Halbjahresbilanz 2026: Umsatz und Ergebnis im Zielkorridor
Im ersten Halbjahr 2026 sanken die Umsätze des Surteco Konzerns im Wesentlichen aufgrund der Einstellung des Geschäfts mit Imprägnaten und negativer Währungskurseffekte. Mit 420,8 Mio. € lagen sie um -4 Prozent unter dem Vorjahreswert von 436,3 Mio. €. Bereinigt um diese Effekte lag die organische Umsatzentwicklung bei +2 Prozent. Das um Sondereffekte bereinigte Ergebnis vor Abschreibungen, Finanzergebnis und Steuern (EBITDA adjusted) stieg um 5 Prozent auf 53,2 Mio. € (Vorjahr: 50,6 Mio. €). Mit Ausnahme von North America konnten dabei alle anderen Segmente ihr Ergebnis steigern.
Die Marge (EBITDA adjusted / Umsatz) stieg auf Konzernebene von 11,6 Prozent im Vorjahr auf 12,6 Prozent in den ersten sechs Monaten 2026. Das EBITDA reported – ohne die Bereinigung um außerordentliche Erträge, Transaktions- und Integrationskosten, Beratungskosten, Abschreibungen für Materialbestände aus der Geschäftsaufgabe der Imprägnate und Rückstellungen für Personalmaßnahmen – stieg um 9 Prozent auf 47,3 Mio. € nach 43,3 Mio. € im Vorjahr. Die Abschreibungen stiegen im Wesentlichen wegen eines Einmaleffekts aus der Ausbuchung einer Kaufoption von geleasten Gebäuden auf -37,8 Mio. € nach -29,4 Mio. € im Vorjahr, während sich das Finanzergebnis auf -7,7 Mio. € (Vorjahr: -14,1 Mio. €) verbesserte.
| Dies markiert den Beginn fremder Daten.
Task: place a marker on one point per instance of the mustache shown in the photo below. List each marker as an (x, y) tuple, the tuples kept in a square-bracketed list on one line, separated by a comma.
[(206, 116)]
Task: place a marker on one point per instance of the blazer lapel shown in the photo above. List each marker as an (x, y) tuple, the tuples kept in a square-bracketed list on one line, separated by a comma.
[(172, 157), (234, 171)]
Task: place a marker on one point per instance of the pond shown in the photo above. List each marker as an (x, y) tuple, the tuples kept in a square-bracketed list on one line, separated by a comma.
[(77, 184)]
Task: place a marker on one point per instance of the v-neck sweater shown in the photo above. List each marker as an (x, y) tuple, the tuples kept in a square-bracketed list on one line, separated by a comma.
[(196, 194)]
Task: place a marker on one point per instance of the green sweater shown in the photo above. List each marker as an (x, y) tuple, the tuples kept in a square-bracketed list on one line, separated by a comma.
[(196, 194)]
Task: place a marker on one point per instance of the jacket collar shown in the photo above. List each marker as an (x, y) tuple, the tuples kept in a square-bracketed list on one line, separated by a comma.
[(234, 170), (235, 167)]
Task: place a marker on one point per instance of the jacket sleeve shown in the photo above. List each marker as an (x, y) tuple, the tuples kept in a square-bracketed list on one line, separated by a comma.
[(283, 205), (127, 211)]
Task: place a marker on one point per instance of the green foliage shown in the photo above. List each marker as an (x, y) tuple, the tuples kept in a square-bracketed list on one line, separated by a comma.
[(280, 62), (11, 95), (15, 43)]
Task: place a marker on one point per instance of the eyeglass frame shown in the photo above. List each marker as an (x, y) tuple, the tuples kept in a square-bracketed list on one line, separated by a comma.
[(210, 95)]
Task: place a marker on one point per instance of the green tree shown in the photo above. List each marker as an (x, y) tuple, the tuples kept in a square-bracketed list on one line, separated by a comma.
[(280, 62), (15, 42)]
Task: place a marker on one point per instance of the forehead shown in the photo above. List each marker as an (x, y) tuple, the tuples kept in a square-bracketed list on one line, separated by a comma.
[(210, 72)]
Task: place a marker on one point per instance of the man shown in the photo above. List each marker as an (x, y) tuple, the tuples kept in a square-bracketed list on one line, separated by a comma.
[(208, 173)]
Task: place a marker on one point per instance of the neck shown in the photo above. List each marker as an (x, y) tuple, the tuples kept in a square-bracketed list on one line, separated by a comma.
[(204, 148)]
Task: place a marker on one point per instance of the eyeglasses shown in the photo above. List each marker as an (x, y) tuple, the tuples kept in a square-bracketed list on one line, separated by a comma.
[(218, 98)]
Dies ist im Wesentlichen auf negative Währungskurseffekte aus Intercompanydarlehen im Vorjahr zurückzuführen. So betrug der Konzernfehlbetrag im ersten Halbjahr 2026 -3,0 Mio. € nach -5,5 Mio. € im Vorjahr.
Gesellschaft bestätigt Umsatzprognose
Im zweiten Quartal 2026 wurden die wesentlichen Finanzierungen des Konzerns erfolgreich refinanziert. Der Konsortialkredit mit einem Nominalbetrag von 209,0 Mio. €, davon 30,0 Mio. € Betriebsmittelkreditlinie wurde bis zum 28. Dezember 2029 verlängert. Für die bestehenden Schuldscheindarlehen mit einem Nominalwert von insgesamt 184,5 Mio. € wurde ebenfalls eine einheitliche Fälligkeit zum 28. Dezember 2029 vereinbart. Gleichzeitig wurden die Zinskonditionen der Finanzierungen angepasst, bestehende Finanzkennzahlen (Covenants) überarbeitet sowie eine zusätzliche Finanzkennzahl hinsichtlich einer vertraglich festgelegten Mindestliquidität vereinbart. So ist im Halbjahresabschluss das Konsortialdarlehen wieder unter den langfristigen Finanzschulden ausgewiesen.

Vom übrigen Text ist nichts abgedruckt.